Nobel Mendy : le baptême du feu tourne au cauchemar

L’histoire aurait pu être belle pour le natif de Guédiawaye. Aligné d’entrée par Pape Thiaw pour stabiliser l’axe central, le défenseur du Rayo Vallecano a vu son rêve s’arrêter brusquement. Une blessure musculaire précoce a forcé son remplacement, transformant sa première titularisation en souvenir amer. Dans un secteur défensif où la hiérarchie est quasi gravée dans le marbre avec les Seck et Niakhaté, ce contretemps physique pourrait s’avérer fatal. Pour Nobel, le train du Mondial vient peut-être de passer, faute de temps pour prouver sa résilience à ce niveau d’exigence.

Mamadou Diakhon : l’apprentissage accéléré reste invisible

Attendu comme l’étincelle capable de bousculer les lignes offensives, Mamadou Diakhon est apparu «éteint». Très peu en vue durant ses minutes sur le pré, le jeune prodige a semblé subir l’événement plutôt que de le porter. Face à un bloc gambien compact, son manque d’automatismes avec ses partenaires et une certaine timidité dans les duels ont sauté aux yeux. A ce stade de la préparation, le sélectionneur cherche des certitudes, pas des promesses. Diakhon a appris hier que le maillot national pèse plus lourd qu’un maillot de club, surtout quand les places pour le Mondial coûtent aussi cher.
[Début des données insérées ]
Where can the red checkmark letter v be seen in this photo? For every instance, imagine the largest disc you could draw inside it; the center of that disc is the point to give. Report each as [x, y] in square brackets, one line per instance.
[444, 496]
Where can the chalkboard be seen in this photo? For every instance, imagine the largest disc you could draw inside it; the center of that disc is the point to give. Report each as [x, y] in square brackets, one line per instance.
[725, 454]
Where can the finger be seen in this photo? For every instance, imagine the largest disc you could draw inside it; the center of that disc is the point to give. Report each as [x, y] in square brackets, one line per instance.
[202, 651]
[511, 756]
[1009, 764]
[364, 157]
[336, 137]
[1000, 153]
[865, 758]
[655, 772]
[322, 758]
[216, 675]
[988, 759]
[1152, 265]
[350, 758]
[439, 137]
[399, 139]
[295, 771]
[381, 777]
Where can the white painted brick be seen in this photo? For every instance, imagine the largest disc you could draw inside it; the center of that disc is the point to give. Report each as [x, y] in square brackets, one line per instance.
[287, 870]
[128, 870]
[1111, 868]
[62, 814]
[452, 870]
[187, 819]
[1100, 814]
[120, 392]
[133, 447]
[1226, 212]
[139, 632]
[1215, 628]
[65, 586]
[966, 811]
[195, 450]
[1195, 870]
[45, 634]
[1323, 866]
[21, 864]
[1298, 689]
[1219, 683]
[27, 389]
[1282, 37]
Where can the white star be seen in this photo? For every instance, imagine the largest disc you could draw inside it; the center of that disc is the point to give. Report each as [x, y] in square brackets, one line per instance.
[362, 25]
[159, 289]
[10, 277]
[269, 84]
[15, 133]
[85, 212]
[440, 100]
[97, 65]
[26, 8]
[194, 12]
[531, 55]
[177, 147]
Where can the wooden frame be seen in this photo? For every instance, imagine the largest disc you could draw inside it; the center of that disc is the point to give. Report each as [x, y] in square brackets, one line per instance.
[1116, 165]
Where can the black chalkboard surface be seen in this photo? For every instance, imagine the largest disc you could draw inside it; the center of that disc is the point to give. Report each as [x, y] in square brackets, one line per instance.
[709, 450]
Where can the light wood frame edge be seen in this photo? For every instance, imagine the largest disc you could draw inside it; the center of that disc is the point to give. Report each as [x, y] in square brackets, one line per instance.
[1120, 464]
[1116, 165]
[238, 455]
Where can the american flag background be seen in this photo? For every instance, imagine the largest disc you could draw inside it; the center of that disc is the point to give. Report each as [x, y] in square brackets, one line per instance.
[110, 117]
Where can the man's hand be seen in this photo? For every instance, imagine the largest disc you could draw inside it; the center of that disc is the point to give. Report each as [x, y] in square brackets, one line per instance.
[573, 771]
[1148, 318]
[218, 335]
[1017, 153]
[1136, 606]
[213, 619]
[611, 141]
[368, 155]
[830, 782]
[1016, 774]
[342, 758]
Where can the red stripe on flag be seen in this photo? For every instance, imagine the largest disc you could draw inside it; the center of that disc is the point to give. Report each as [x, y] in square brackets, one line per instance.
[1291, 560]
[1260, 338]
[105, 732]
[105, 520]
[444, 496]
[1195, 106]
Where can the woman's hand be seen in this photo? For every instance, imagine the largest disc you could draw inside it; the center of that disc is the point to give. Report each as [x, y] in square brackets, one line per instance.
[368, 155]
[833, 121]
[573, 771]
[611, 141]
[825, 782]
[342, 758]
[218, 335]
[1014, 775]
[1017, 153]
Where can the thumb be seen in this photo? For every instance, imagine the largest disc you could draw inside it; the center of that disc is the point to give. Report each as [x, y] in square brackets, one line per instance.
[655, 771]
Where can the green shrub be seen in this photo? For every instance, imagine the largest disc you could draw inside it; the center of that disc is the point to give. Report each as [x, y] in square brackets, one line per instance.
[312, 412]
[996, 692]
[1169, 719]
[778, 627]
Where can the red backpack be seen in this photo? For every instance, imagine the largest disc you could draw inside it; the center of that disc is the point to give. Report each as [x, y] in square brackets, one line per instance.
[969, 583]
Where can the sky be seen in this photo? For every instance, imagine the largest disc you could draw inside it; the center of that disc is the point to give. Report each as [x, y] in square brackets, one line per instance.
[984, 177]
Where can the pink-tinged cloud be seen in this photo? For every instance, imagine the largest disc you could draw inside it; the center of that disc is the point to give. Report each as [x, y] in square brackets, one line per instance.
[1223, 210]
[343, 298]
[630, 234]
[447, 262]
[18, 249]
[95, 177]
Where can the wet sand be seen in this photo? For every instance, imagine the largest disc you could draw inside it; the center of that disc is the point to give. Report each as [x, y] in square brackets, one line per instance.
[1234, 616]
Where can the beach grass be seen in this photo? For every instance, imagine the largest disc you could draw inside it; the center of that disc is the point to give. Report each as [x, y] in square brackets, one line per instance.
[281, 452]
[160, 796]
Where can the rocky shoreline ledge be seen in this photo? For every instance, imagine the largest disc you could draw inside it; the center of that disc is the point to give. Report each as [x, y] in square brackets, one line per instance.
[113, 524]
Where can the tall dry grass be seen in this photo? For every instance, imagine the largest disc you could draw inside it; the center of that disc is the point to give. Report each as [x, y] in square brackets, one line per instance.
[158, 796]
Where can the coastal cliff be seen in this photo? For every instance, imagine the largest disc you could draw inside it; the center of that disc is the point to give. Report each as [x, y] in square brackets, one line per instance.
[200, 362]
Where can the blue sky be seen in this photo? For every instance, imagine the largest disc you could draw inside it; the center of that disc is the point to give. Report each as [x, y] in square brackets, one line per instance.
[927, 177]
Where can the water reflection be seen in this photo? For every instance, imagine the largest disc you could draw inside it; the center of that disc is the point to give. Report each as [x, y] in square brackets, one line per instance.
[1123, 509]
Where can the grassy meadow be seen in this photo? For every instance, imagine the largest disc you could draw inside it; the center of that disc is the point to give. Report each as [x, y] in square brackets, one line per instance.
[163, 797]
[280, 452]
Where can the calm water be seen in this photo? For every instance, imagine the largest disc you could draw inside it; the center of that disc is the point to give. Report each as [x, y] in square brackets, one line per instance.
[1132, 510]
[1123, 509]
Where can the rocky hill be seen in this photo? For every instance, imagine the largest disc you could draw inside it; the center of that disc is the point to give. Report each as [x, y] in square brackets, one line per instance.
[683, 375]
Bamba Dieng : le come-back raté d’un champion

C’était le retour le plus scruté. Après une période d’exil médiatique et des performances en dents de scie, Bamba Dieng jouait gros. Malheu­reusement, l’attaquant n’a jamais semblé trouver le bon tempo. Trop souvent à contretemps, il a manqué l’occasion de rappeler pourquoi il était le «chouchou» du public lors des campagnes précédentes. Dans une Equipe nationale où la concurrence en attaque est devenue une véritable «guerre des tranchées», cette prestation terne sonne comme un signal d’alarme. Dieng n’est plus le premier choix, et ce retour manqué pourrait bien le reléguer définitivement dans la liste des réservistes pour l’été prochain.

Le Sénégal l’a emporté, mais Pape Thiaw repart avec plus de certitudes que de doutes concernant sa liste pour réaliser le rêve américain. Si les cadres assurent l’essentiel, la relève et les revenants ont manqué une occasion en or de redistribuer les cartes. En juin, il n’y aura plus de place pour les tests.